Yuda dá um golpe, fazendo um grande corte e três cipós caem. Ele se abaixa e começa
a colher os cipós, deixando a faca de lado. Kirin deita-se recostado numa árvore. Yuda
olha para Kirin, sorri e sinaliza para sentar-se próximo a ele. Kirin senta-se perto de
Yuda, que faz um trançado com os cipós. Kirin vai ficando mais tonto. Yuda acaba de
fazer um nó em um cipó e vira-se para Kirin.

YUDA
Eu estava te esperando há muito tempo.

Kirin olha para Yuda e não sabe o que responder. Kirin finalmente sente algo e vira-
se. Ele descobre um tigre branco olhando para ele à distância. Por reflexo, Kirin
alcança e segura firme a faca. Yuda pega a cabeça de Kirin e vira-a de volta.

YUDA
Existe um antigo ditado meu filho: supostamente,
qualquer um que olhe para um tigre branco por muito
tempo, acaba morto.

Yuda estica seu braço, pega a mão de Kirin que segura a faca, encara-o e afunda a
faca em seu próprio abdômen.

Yuda cai nos braços de Kirin. Agora completamente paralisado, Kirin não percebe
realmente o que está acontecendo ao seu redor.

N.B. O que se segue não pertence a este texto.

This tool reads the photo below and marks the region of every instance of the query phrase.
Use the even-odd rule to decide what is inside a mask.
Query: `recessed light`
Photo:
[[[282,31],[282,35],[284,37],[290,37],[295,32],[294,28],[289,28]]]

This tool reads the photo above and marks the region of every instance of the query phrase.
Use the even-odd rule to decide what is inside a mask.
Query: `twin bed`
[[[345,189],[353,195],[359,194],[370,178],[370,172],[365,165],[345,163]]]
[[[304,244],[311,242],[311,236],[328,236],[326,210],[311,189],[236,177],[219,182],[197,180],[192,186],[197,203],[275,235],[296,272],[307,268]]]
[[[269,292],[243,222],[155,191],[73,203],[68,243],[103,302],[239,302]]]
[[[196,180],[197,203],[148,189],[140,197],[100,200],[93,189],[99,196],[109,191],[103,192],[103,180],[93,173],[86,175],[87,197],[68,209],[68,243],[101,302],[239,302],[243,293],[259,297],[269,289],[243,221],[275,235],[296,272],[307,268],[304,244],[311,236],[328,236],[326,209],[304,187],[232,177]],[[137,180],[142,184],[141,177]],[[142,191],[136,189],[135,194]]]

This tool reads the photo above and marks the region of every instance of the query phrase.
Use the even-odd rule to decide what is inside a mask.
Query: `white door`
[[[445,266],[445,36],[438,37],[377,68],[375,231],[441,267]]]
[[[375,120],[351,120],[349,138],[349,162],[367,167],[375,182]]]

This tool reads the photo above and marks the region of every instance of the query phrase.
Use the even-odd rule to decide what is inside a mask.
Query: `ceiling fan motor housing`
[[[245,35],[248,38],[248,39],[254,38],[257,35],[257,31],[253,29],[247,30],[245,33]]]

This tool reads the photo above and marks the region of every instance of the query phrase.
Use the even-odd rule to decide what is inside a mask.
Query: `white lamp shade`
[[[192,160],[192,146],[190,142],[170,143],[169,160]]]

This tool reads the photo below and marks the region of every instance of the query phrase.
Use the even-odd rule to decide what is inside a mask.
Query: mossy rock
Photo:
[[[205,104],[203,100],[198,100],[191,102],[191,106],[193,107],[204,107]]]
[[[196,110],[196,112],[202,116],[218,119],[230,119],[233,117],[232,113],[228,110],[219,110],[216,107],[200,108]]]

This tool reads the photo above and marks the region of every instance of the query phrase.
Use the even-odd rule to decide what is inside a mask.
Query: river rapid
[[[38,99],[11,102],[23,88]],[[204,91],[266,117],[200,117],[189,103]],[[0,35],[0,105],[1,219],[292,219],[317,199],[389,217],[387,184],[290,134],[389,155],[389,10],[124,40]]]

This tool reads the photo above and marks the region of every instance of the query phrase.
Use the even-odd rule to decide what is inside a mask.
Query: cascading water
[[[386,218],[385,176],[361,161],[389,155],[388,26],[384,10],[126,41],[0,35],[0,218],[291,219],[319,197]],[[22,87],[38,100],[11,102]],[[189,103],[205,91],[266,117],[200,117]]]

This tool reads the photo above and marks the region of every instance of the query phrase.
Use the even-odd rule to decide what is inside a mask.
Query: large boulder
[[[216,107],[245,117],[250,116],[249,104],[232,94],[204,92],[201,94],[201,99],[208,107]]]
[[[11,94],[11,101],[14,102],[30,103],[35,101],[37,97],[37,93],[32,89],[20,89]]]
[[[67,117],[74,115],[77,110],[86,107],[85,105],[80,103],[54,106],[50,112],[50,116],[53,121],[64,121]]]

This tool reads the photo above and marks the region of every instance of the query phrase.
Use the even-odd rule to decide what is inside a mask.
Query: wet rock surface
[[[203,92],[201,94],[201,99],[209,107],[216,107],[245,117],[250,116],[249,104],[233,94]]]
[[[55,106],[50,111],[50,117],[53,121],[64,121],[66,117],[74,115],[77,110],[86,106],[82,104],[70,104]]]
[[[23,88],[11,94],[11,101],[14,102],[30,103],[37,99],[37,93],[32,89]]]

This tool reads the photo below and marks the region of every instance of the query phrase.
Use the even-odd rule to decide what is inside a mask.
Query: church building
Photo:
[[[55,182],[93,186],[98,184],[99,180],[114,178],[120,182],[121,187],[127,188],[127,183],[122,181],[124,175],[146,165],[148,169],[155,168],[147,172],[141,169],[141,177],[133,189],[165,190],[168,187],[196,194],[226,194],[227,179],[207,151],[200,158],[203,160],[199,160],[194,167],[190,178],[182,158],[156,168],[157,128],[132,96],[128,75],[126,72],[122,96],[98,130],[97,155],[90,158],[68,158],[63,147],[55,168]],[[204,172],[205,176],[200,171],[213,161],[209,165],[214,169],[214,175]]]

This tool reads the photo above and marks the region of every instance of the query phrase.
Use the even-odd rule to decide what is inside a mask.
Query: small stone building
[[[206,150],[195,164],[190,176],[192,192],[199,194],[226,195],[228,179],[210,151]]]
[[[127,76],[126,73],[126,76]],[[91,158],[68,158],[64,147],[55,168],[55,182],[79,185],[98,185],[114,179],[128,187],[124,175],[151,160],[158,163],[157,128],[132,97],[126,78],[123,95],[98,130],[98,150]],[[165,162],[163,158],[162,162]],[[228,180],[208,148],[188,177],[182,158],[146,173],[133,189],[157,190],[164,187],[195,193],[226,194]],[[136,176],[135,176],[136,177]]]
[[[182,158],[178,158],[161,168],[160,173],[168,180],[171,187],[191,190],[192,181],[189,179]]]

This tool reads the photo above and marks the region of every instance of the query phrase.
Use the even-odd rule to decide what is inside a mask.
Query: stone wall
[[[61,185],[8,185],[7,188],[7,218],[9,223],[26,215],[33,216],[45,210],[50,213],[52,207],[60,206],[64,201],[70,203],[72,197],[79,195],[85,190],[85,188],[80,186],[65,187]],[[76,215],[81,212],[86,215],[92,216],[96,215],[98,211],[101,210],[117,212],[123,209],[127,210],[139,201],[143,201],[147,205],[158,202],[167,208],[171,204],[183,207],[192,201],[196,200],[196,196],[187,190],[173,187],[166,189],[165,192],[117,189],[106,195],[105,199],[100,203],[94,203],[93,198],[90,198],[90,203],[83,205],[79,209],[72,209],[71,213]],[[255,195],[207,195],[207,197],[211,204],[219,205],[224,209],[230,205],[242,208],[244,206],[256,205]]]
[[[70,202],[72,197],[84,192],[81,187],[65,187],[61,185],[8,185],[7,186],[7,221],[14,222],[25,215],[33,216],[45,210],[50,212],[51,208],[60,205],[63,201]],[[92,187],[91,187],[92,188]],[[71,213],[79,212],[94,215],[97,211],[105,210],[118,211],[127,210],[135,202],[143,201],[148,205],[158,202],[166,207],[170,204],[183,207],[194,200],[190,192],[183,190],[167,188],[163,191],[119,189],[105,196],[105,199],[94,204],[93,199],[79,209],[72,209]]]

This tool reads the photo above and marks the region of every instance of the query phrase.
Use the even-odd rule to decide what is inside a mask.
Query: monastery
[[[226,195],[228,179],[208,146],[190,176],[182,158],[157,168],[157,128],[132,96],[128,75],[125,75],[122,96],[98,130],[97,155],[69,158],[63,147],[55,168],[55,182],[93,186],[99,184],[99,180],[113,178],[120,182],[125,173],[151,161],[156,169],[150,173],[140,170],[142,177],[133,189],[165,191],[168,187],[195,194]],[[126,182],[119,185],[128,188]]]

Ele somente sente que Yuda dorme em
seus braços. Logo ele fica inconsciente também. O nó apertado feito nos cipós vai se
soltando...

CENA 123 – EXT. AMANHECER – FLORESTA/OCEANO

Kirin desperta. Ele não vê rastros humanos à sua volta. É como se nada tivesse
acontecido e o local nunca tivesse sido tocado por humanos. Não muito longe,
podemos ver as águas tranqüilas do oceano.